Tanto los griegos como los romanos no oponían la sexualidad de reproducción y sexualidad “contra natura” como el
cristianismo, pero sí se oponían a la “molicie”, aunque esta oposición no era una cuestión moral, sino más bien
política. Ya que el par antitético era: sometedor-sometido/a daba vergüenza que alguien se sometiera a su
partenaire, si este era un inferior social. Variará por lo tanto, la moral sexual según el status social: para un esclavo
no será vergonzoso ser pasivo; el modelo del que se nutra esta sexualidad es la relación del amo con sus
subordinados: esposas, pajes, esclavos. Se trata de una sexualidad de dominación que –según Veyne- estará en el
origen de la distinción, evidentemente vacía, entre lo que se ha dado en llamar actividad y pasividad.
Aquello que producía vergüenza era el hecho de ponerse al servicio del partenaire sexual, pues se adoptaba una
actitud de esclavo. El varón libre –ciudadano- debe hacerse servir por su partenaire, su condición de varón libre
implicará que sea activo, mientras que se considerará digno de censura aquel que perteneciendo a aquel rango se
ponga al servicio del otro. La palabra clave de esta sexualidad sería entonces “hacerse servir”, los hombres adultos
libres se hacen servir por jóvenes, mujeres y esclavos/as; en este período se consideran relaciones sexuales
naturales, por ejemplo, a las relaciones del amo con su favorita o con el esclavo o con el joven en el gimnasio, pero
se considerará antinatural que el esclavo posea al amo.

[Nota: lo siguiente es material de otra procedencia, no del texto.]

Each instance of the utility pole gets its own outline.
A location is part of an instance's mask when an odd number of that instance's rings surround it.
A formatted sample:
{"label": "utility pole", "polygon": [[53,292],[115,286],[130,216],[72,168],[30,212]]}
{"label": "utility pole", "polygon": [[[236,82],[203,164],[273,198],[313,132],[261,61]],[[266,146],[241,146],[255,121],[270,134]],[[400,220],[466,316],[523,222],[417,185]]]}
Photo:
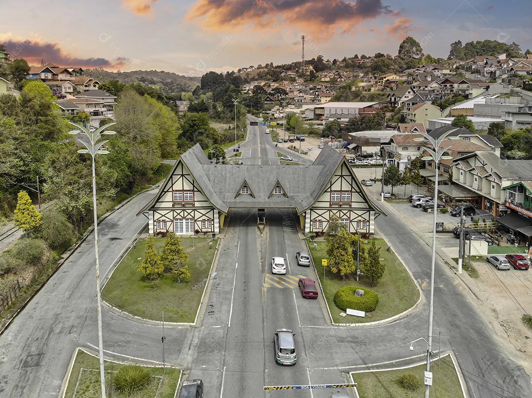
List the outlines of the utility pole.
{"label": "utility pole", "polygon": [[462,262],[463,261],[464,257],[464,246],[466,244],[464,239],[466,236],[466,231],[464,226],[466,225],[466,219],[464,218],[464,207],[462,206],[460,209],[460,240],[459,244],[458,253],[458,273],[462,273]]}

La moral de la época era, según Veyne, una moral exclusivamente viril y no por diferente de la nuestra menos
puritana. Séneca dictaminaba “La impudicia (la pasividad tanto homo como heterosexual) es un crimen en un
hombre libre de nacimiento, en un esclavo constituye su más absoluto deber, y en un liberto es una complacencia
que es deber moral tener para con su amo”. En el mundo greco-romano la línea divisoria entre un hombre viril y un
hombre afeminado no coincide con la oposición moderna entre hetero y homosexualidad; tampoco se reduce a la
oposición entre homosexualidad activa y pasiva. Marca la diferencia de actitud respecto de los placeres. A los ojos
de los griegos, lo que constituye la negatividad ética por excelencia no es evidentemente amar a los dos sexos,
tampoco preferir su propio sexo al otro; es –para un ciudadano libre- ser pasivo respecto de los placeres. Estar
sometido a sus propios apetitos y/o a los de los demás.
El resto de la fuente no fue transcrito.